New research shows that shuttling even 5 percent of consumer transactions to poorer neighborhoods can reduce income inequality by up to 80 percent

Here is the article - https://www.yesmagazine.org/issues/solidarity/shop-here-not-there-science-says-reducing-inequality-is-almost-that-simple-20171120

And here is the research study - Crowdsourcing the Robin Hood effect in cities
https://arxiv.org/abs/1604.08394

To summarize the research - which was done in France and Spain  - by crossing neighborhood boundaries - and intentionally shopping in poorer neighborhoods - you transfer some of the wealth from the wealthy neighborhoods into the poorer ones.  The other thing you do - is you reduce ghettoization by increasing cross boundary movement of peoples, products and ideas.

I live in a very segregated area in the south. It was segregated intentionally. White supremacists used the law to dictate where people could live, what sort of businesses they could run where and more.
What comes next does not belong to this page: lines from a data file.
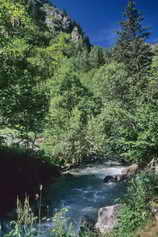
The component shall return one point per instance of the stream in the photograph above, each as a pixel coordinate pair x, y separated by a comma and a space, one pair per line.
81, 192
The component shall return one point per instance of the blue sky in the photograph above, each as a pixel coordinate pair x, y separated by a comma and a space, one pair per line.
100, 19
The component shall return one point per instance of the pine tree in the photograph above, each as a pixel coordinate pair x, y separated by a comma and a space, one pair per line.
131, 47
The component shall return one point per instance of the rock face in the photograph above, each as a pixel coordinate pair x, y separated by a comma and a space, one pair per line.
125, 173
107, 218
59, 21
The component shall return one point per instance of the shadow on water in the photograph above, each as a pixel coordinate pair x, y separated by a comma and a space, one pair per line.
83, 193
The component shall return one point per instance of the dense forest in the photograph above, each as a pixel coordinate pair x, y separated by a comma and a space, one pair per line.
65, 101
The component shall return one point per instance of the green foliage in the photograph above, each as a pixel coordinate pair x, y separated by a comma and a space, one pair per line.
136, 210
131, 48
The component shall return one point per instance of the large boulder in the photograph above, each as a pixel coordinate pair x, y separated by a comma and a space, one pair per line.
114, 178
126, 172
130, 170
107, 218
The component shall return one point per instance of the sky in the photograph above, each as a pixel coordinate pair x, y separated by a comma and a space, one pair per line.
100, 19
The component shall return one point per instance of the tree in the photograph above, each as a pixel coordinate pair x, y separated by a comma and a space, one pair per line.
131, 48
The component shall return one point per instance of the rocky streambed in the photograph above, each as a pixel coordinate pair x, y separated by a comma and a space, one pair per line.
82, 191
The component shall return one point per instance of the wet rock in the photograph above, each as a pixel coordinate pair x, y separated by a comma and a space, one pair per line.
107, 218
87, 224
130, 170
114, 178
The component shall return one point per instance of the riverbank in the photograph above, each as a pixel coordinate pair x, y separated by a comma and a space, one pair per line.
21, 173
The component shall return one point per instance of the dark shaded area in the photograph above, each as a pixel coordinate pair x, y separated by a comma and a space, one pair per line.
22, 173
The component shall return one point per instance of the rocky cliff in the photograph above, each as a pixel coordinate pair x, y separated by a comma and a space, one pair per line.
58, 21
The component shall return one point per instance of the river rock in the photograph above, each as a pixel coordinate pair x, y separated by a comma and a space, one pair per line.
130, 170
125, 173
107, 218
114, 178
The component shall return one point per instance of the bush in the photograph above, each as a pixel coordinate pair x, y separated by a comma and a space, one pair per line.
136, 210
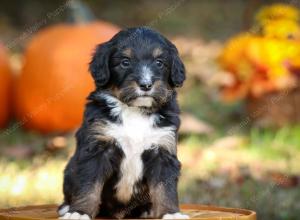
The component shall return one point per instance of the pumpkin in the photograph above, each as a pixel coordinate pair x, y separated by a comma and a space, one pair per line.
54, 82
5, 87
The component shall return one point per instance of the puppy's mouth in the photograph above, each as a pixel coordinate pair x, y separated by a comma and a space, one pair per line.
133, 96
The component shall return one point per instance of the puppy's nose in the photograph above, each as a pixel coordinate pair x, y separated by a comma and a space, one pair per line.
145, 86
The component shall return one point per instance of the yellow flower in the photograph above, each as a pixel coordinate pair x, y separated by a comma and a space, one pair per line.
281, 29
277, 12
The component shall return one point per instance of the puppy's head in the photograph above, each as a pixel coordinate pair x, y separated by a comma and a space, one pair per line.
138, 66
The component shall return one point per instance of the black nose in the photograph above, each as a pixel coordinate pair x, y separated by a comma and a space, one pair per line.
145, 86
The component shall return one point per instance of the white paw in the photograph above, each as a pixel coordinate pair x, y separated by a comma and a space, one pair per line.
63, 210
176, 215
75, 215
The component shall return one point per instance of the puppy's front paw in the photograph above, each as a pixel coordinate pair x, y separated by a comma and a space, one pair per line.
75, 215
176, 215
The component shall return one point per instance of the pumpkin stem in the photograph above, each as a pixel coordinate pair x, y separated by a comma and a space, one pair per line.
80, 12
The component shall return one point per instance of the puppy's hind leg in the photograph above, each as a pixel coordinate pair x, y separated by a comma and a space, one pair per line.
162, 170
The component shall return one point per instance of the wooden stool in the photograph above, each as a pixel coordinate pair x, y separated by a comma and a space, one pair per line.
194, 211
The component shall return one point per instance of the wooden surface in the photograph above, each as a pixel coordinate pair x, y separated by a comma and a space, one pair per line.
194, 211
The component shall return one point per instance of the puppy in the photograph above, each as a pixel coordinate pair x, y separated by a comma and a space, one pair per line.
125, 164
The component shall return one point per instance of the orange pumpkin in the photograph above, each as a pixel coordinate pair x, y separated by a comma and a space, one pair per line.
5, 87
52, 88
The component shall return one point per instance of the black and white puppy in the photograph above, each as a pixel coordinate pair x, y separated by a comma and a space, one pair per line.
125, 164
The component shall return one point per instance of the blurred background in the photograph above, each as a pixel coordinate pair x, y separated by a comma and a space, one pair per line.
240, 137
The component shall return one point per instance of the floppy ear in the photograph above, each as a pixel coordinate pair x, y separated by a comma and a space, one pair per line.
99, 66
177, 76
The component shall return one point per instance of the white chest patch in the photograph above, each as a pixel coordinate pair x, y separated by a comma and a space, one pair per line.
135, 134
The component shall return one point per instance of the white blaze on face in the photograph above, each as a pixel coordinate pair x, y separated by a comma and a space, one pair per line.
146, 74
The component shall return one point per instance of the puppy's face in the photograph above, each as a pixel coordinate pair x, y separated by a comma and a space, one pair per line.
138, 66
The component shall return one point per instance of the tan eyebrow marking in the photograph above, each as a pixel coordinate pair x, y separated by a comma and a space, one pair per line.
156, 52
127, 52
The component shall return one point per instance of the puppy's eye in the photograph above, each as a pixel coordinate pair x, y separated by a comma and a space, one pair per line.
125, 63
159, 63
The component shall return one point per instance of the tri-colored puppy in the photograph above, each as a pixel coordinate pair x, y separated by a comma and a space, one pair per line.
125, 164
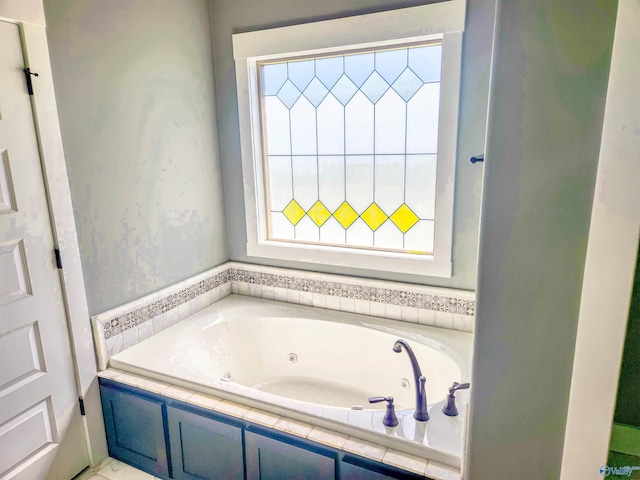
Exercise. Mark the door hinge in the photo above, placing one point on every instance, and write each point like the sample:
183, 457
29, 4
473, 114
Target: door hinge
58, 259
27, 74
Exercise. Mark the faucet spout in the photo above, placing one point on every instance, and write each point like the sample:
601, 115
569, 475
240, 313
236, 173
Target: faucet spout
421, 414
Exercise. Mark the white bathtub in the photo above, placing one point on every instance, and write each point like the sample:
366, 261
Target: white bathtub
316, 365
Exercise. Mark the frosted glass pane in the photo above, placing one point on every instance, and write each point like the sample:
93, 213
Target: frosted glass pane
388, 236
420, 193
358, 67
280, 190
307, 231
332, 232
422, 120
305, 181
391, 63
360, 182
329, 70
360, 234
420, 237
303, 128
281, 228
330, 126
359, 125
331, 181
277, 122
315, 92
374, 87
273, 77
390, 124
426, 62
301, 73
389, 182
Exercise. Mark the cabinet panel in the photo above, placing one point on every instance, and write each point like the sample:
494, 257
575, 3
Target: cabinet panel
203, 448
270, 459
135, 430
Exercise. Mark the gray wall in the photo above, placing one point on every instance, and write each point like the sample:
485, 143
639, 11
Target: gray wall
550, 73
135, 91
229, 17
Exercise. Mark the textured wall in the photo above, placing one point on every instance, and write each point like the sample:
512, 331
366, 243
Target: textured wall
549, 81
229, 17
135, 92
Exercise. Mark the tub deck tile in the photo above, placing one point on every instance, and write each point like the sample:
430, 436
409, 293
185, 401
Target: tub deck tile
263, 418
178, 393
365, 449
294, 427
405, 461
110, 373
205, 401
438, 471
231, 408
327, 437
131, 379
153, 386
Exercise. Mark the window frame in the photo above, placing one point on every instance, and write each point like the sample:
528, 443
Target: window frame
442, 21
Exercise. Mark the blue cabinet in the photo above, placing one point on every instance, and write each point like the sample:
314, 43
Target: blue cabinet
175, 440
271, 459
203, 448
135, 430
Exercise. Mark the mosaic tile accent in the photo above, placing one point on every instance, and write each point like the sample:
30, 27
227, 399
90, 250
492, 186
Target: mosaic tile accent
446, 308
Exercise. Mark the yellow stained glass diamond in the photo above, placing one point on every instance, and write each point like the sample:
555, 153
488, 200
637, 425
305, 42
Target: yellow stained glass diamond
319, 213
345, 215
294, 212
404, 218
374, 216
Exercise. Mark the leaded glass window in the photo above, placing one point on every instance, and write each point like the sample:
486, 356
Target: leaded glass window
350, 148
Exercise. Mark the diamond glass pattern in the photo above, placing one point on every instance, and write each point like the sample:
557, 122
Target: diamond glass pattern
315, 92
288, 94
396, 107
345, 215
374, 87
404, 218
319, 213
374, 216
293, 212
344, 90
407, 84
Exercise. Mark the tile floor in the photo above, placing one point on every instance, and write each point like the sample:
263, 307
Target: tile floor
617, 459
112, 469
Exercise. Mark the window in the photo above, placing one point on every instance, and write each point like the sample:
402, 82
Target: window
348, 147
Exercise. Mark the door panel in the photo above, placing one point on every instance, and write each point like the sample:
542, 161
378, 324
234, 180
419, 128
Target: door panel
38, 393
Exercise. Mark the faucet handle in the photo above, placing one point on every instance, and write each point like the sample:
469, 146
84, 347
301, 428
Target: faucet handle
390, 419
458, 386
450, 408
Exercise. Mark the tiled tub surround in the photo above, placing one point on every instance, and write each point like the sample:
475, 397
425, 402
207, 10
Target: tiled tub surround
129, 324
250, 339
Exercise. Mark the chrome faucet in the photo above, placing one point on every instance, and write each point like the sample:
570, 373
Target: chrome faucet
421, 414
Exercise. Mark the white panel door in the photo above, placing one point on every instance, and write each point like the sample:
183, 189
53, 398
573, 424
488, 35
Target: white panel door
38, 396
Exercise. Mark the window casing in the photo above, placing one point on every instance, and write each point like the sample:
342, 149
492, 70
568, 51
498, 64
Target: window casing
290, 222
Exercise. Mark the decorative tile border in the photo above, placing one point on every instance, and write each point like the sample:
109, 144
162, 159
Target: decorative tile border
421, 466
120, 328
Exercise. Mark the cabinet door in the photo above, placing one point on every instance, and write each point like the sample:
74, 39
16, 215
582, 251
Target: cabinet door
203, 448
135, 430
270, 459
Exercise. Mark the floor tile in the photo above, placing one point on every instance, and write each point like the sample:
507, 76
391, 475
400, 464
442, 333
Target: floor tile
116, 470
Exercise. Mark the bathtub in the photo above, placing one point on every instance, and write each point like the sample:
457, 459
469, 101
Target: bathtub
315, 365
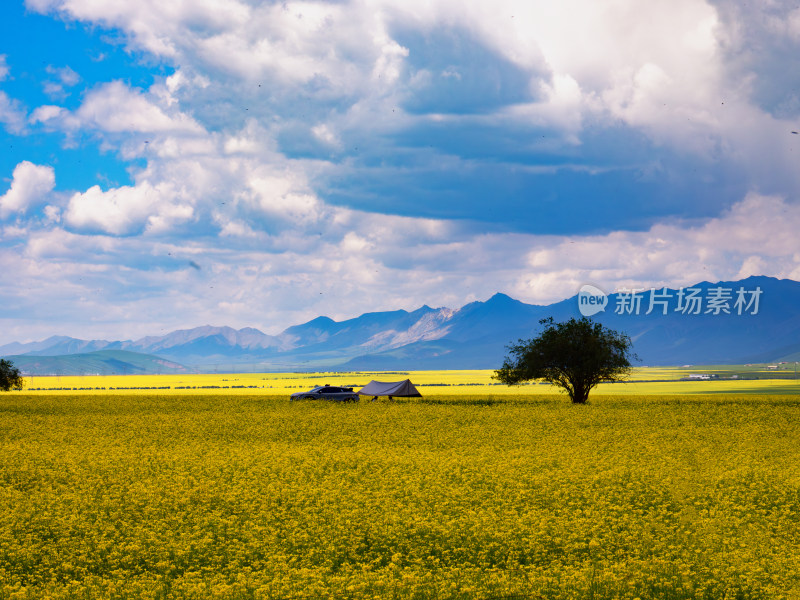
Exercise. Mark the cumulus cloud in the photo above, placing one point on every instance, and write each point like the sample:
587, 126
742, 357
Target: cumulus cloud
30, 185
126, 210
12, 114
301, 150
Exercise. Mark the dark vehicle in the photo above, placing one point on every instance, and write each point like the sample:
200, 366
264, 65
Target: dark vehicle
327, 392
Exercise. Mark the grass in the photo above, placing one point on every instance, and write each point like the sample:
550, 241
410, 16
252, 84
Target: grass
236, 495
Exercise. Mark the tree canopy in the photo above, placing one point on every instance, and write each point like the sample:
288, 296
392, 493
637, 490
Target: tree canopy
575, 355
10, 377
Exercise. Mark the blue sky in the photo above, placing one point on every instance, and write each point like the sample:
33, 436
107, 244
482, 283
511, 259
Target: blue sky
171, 164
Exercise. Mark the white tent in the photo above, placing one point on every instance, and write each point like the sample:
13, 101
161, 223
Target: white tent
400, 389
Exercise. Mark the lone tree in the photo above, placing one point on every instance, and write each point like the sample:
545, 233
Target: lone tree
575, 355
10, 377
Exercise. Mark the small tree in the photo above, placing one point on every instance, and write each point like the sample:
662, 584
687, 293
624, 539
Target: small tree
575, 355
10, 377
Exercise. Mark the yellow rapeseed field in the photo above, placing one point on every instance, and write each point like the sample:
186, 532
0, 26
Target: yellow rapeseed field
643, 381
235, 495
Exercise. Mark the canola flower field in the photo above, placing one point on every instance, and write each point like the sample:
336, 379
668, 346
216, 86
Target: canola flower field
643, 380
247, 495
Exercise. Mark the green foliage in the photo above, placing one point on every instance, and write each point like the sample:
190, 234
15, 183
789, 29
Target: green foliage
10, 377
575, 355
And when that didn't work  - they used violence to enforce segregation. While the overt violence is no longer a thing, the continued impact of housing segregation and transportation segregation (no - the buses do not go into those neighborhoods), and food segregation and shopping segregation is still with us.

A friend just moved here from California and was shocked at how long it took her to find a Mexican restaurant. They are everywhere in California. But here - you have to go to a migrant farmworker area to get real Mexican food. Where she came from - was not segregated! Where she lives now - is.

I love this idea of crowdsourcing the Robin Hood effect. As individuals - we can divert some of our shopping and food purchases - to poorer neighborhoods and spread the wealth around better. The bonus for us - is we get to eat better food and have more diversity in shopping and everything available to us.

The benefit to the community - is less ghettoization, and less poverty. 

So - why don't people do this more? Fear. Plain and simple. Rich people are scared of poor communities because they think there is more crime there. And sometimes there is more crime. But the more we cross boundaries and shop in places - the less scary those places are.

If we want more diverse, more integrated communities - we need to be leaders and cross those boundaries.